Dans le cadre de ses missions d’organisation et de financement du conseil en évolution professionnelle (CEP), France compétences fournit un éclairage détaillé sur ce dispositif d’accompagnement dans son rapport sur l’usage des fonds de la formation professionnelle (RUF), publié en février (voir notre actu).
Service gratuit d’information, d’orientation et d’accompagnement dans le parcours professionnel, le conseil en évolution professionnelle (CEP) est ouvert à tous les actifs sans conditions de statut depuis 2014.
Plus de 10 % des actifs ont bénéficié du conseil en évolution professionnelle
Le CEP a touché plus d’un actif sur dix en 2024, soit environ 3,37 millions de personnes. Toutefois, à l’échelle régionale, le taux de recours au CEP varie fortement selon le taux de chômage, le dispositif du CEP étant principalement utilisé par des personnes en recherche d’emploi. La Nouvelle-Aquitaine suit la tendance nationale avec un taux de recours au CEP qui s’élevait à 11 % des actifs (7 % de chômage). À l’inverse, les départements et régions d’outre-mer (DROM) connaissent un niveau de chômage plus élevé (13 à 17 %) et l’on constate par conséquent un taux de recours au CEP plus important dans ces territoires (14 à 20 %).
Le statut des bénéficiaires influe énormément sur le choix de l’opérateur. Ainsi, lorsqu’ils étaient en recherche d’emploi, les publics étaient principalement pris en charge par France Travail, Cap emploi et les Missions locales. Le public suivi par l’Apec était réparti de manière presque égale entre personnes en emploi (45 %) et demandeurs d’emploi (55 %).

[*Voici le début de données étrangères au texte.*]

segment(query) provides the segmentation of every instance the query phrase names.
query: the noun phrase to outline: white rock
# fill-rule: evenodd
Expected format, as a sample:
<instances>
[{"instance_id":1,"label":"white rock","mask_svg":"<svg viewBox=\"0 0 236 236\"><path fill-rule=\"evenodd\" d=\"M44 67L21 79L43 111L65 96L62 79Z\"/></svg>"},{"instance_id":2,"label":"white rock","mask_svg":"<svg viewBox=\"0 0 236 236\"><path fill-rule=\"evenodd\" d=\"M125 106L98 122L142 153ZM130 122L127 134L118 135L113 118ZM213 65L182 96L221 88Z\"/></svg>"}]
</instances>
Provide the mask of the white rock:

Enfin, France compétences, membre du réseau Avenir Actifs, a pris en charge quasi exclusivement des bénéficiaires en activité.
Enfin, le rapport rappelle que si l’objectif du CEP est de favoriser l’évolution et la sécurisation des parcours professionnels, l’évaluation du dispositif ne peut se limiter aux enjeux d’accès à l’emploi et d’accompagnement des transitions professionnelles en vue d’une reconversion. En effet, France compétences précise que la valeur ajoutée du dispositif peut être évaluée tant par les motifs de recours que par la capacité du CEP à aider les bénéficiaires à dépasser leurs problématiques. Selon France compétences, le CEP doit être vu comme un levier au service de la sécurisation des parcours et du développement de l’autonomie des personnes. Le CEP possède d’autres effets identifiés comme celui de restaurer la confiance du bénéficiaire, améliorer l’identification et la projection dans les possibles professionnels et renforcer le pouvoir de négociation du bénéficiaire et sa résilience.